Nel caso del fotovoltaico, la ripartizione della potenza per tipologia di sito mostra un’incidenza dei terreni agricoli e forestali pari al 9%.

Tale quadro, pur evidenziando una tendenza alla crescita, sottolinea un modesto contributo del comparto agricolo alla produzione di energia. Tale andamento si scontra con l’andamento delle superfici coltivate in Italia. L’Istat per l’annata agraria 2010-2011 rileva una contrazione dell’area investita a frumento (-13,5% e -5%, rispettivamente per il frumento tenero e duro) solo in parte compensata dalla crescita degli altri cereali. Per i semi oleosi, i modesti aumenti (in termini assoluti) di soia e girasole si contrappongono all’ulteriore consistente riduzione del colza (-20%), coltura privilegiata nella produzione del biodiesel.

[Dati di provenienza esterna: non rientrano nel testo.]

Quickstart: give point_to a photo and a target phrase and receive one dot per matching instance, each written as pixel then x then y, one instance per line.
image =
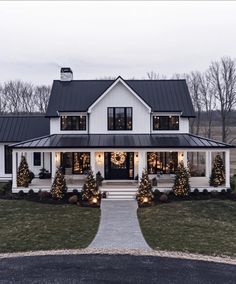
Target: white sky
pixel 99 39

Il dato più rilevante, tuttavia, è il significativo aumento delle superfici messe a riposo (+19,1%) e dei terreni per i quali, a campagna inoltrata, gli agricoltori non hanno deciso la coltivazione, mostrando, più in generale, la crisi di redditività del comparto dei seminativi e, più in particolare, la scarsa attrattività delle colture dirette alla produzione di energia.